1 The Court refers to the ECF page numbers throughout this Opinion. 2 For brevity, all citations to the parties’ Rule 56.1 statements incorporate the evidentiary citations contained therein. 3 The Court cites Defendant’s Amended Rule 56.1 statement (ECF No. 112), which amends only Defendant’s previous response to Plaintiff’s Statement of Undisputed Material Fact ¶ 19. (ECF No. 111). In March 2019, Plaintiff “experienced a series of personal tragedies that caused her to experience emotional distress.” (Defs.’ Statement of Undisputed Material Facts (ECF No. 104) (“DSOF”) ¶ 78 (internal quotation marks omitted); Plaintiff’s Resp. Statement of Undisputed Material Facts and Supplemental Statement of Undisputed Material Facts (ECF No. 109-1)

(“PRSOF”) ¶ 78). In April 2019, “Plaintiff expressed concerns to her supervisors” concerning “residents . . . work[ing] more than the 80 hours per week” allowed. (PSOF ¶ 9; DRSOF ¶ 9). On April 15, 2019, Plaintiff told Dr. Tsompanidis that “she did not feel that” St. Joe’s Hospital (“St.
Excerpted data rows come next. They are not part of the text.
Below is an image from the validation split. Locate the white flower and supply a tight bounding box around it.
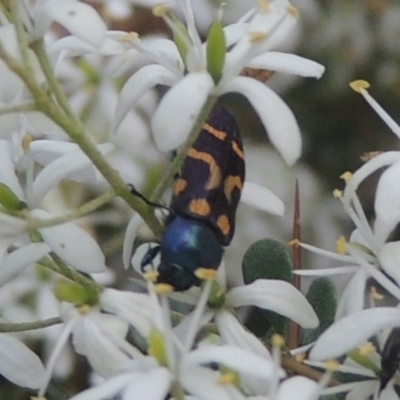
[0,333,45,389]
[113,0,324,164]
[295,81,400,318]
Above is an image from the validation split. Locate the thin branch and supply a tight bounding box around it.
[0,317,63,333]
[29,189,115,229]
[0,101,37,115]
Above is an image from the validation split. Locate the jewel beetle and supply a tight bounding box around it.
[141,105,245,291]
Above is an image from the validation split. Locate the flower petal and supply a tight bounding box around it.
[227,279,318,328]
[223,76,301,165]
[151,72,214,152]
[32,209,107,273]
[0,333,45,389]
[111,65,176,133]
[183,345,276,379]
[100,289,152,337]
[28,143,114,207]
[378,241,400,285]
[248,51,325,78]
[35,0,107,46]
[276,376,318,400]
[310,307,400,360]
[374,162,400,240]
[0,140,25,200]
[240,181,285,216]
[0,243,51,285]
[215,310,271,359]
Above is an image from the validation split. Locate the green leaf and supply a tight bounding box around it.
[54,281,98,306]
[242,239,293,337]
[303,277,337,345]
[172,16,192,67]
[242,239,293,284]
[0,183,26,211]
[207,20,226,83]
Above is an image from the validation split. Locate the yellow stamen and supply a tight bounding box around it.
[78,304,92,315]
[121,32,139,43]
[152,3,168,18]
[143,271,160,282]
[332,189,343,199]
[294,353,306,363]
[288,6,300,19]
[258,0,271,11]
[371,286,385,300]
[336,236,347,256]
[250,32,268,44]
[339,171,353,182]
[359,342,376,357]
[218,372,236,385]
[349,79,371,93]
[271,333,285,348]
[194,268,217,281]
[155,283,174,295]
[324,360,340,372]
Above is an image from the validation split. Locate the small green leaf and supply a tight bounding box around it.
[242,239,293,284]
[242,239,293,337]
[172,16,192,67]
[54,281,98,306]
[207,20,226,83]
[303,277,337,345]
[0,183,26,211]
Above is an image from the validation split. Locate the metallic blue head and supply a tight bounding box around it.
[142,215,224,291]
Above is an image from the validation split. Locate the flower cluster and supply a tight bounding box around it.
[0,0,382,400]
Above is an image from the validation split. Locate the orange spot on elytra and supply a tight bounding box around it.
[189,199,211,217]
[174,179,187,196]
[188,148,221,190]
[232,141,244,160]
[224,175,243,203]
[203,123,227,140]
[217,214,231,235]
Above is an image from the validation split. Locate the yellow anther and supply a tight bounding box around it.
[194,268,217,281]
[218,372,236,385]
[21,134,33,153]
[288,6,300,19]
[336,236,347,256]
[258,0,271,11]
[370,286,385,300]
[349,79,371,93]
[250,32,268,44]
[339,171,353,182]
[121,32,139,43]
[78,304,92,315]
[155,283,174,296]
[332,189,343,199]
[143,271,160,282]
[358,342,376,357]
[324,360,340,372]
[152,3,168,18]
[271,333,285,348]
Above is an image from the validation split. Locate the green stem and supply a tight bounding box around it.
[0,43,162,237]
[150,97,218,202]
[29,189,115,229]
[0,102,36,115]
[38,253,103,293]
[0,317,62,333]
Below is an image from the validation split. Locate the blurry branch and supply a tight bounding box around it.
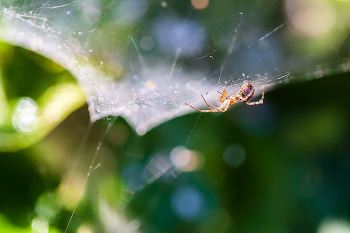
[0,83,85,152]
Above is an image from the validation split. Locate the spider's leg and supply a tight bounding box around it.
[246,86,266,105]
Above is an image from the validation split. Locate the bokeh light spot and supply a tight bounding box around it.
[32,219,49,233]
[12,97,40,133]
[191,0,209,10]
[170,146,204,172]
[285,0,336,36]
[317,218,350,233]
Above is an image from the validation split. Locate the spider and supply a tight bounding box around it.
[185,80,266,112]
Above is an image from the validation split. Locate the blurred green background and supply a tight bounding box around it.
[0,1,350,233]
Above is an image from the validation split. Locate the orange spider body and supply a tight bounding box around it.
[185,80,266,112]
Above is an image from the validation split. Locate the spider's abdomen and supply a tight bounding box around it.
[239,83,254,102]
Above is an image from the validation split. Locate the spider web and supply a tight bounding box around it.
[0,0,349,135]
[0,0,350,232]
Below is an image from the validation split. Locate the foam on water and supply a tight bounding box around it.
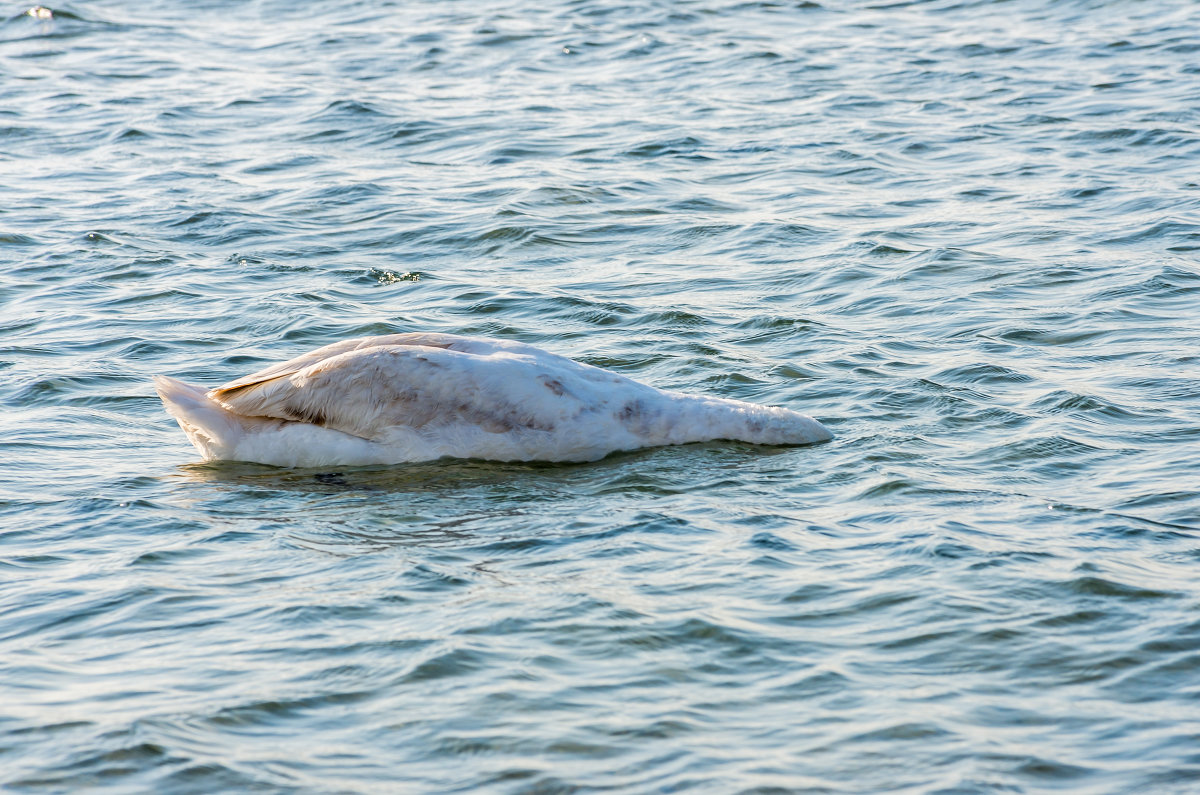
[0,0,1200,793]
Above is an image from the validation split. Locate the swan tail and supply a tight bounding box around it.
[672,398,833,444]
[154,376,256,461]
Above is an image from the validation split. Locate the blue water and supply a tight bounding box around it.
[0,0,1200,794]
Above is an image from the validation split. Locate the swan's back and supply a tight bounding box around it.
[158,334,830,466]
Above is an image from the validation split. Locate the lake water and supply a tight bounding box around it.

Joe’s”) was “a supportive program, that they might be violating work-hour rules, [and] that some of the attendings are rough with the residents. . . .” (PRSOF ¶ 189; Defs.’ Resp. Statement to Pl.’s Suppl. Statement of Undisputed Material Facts (ECF No. 114) (“DRSOSF”) ¶ 189); (Portions of Dr. Tsompanidis’ September 29, 2021’s deposition (ECF No. 103-5) (“Dr. T’s Dep.”) at T56:3-16). Because Plaintiff “had some anxiety about going to St. Joe’s[,]” she “requested an accommodation” to “continue with the rotation at Hoboken Hospital” (“Hoboken”), instead of reassignment to St. Joe’s. (PSOF ¶ 12; DRSOF ¶ 12); (Pl.’s March 31, 2022 deposition

(ECF No. 103-4) (“Pl.’s Dep.”) at T169:16-25); (DSOF ¶ 95 (internal quotation marks omitted); PRSOF ¶ 95) (internal quotation marks omitted). Plaintiff also “discussed her mental state with” Thomas Simpson, M.D. (“Dr. Simpson”) and “expressed that a lot of horrible things happened all at once in a very short period of time and [that] [Plaintiff] had never felt like this before.” (DSOF ¶ 92 (internal quotation marks omitted); PRSOF ¶ 92). At the time, Dr. Simpson believed Plaintiff “was safe to continue” working, “was not suicidal[,]” and “did not feel that” Plaintiff “had to be removed from her role as a surgical resident. . . .” (PSOF ¶ 11; DRSOF ¶ 11); (Thomas Simpson, M.D.’s May 3, 2022 deposition (ECF No. 101-3) at T19:1-3, 12-17). On April 30, 2019, Plaintiff met Dr. Tsompanidis, Dr. Simpson, and “Assistant Program Director, Dr. Moszczynski” who collectively told Plaintiff that she was “to take a minimum of two months leave of absence and get counseling[,]” and would return on July 1, 2019 (the “April 30 Meeting”). (PSOF ¶ 13; DRSOF ¶ 13); (Pl.’s Dep. at T172:11-16; T175:15-21; T180:7-13). On

May 1, 2019, Dr. Tsompanidis sent Plaintiff a “confirming email” regarding “her requirement to take a two-month leave of absence” (the “May 1 Email”). (PSOF ¶ 15; DRSOF ¶ 15). On May 3, 2019, Plaintiff “had a remote meeting with” Mills, a “Licensed Professional Counselor” and “Licensed Marriage and Family Therapist. . . .” (DSOF ¶ 119; PRSOF ¶ 119). On May 6, 2019, Plaintiff contacted CarePoint’s third-party administrator, AbSolve (“AbSolve”), and “provided the [FMLA] information requested by its Intake Specialist, Denise Carek” (“Carek”). (PSOF ¶ 21; DRSOF ¶ 21). Carek “completed the application for FMLA leave while Plaintiff was on the phone,” and Plaintiff informed Carek that her “healthcare provider during the leave would be” Mills. (PSOF ¶ 22; DRSOF ¶ 22); (Pl.’s Dep. at T200:21-T201:1). On May 6, 2019, Carek emailed Yasinah N. Elamin (“Elamin”), “CarePoint’s Benefits

Manager,” stating Plaintiff “requested continuous FMLA medical leave beginning” May 1, 2019. (DSOF ¶¶ 101, 128; PRSOF ¶¶ 101, 128).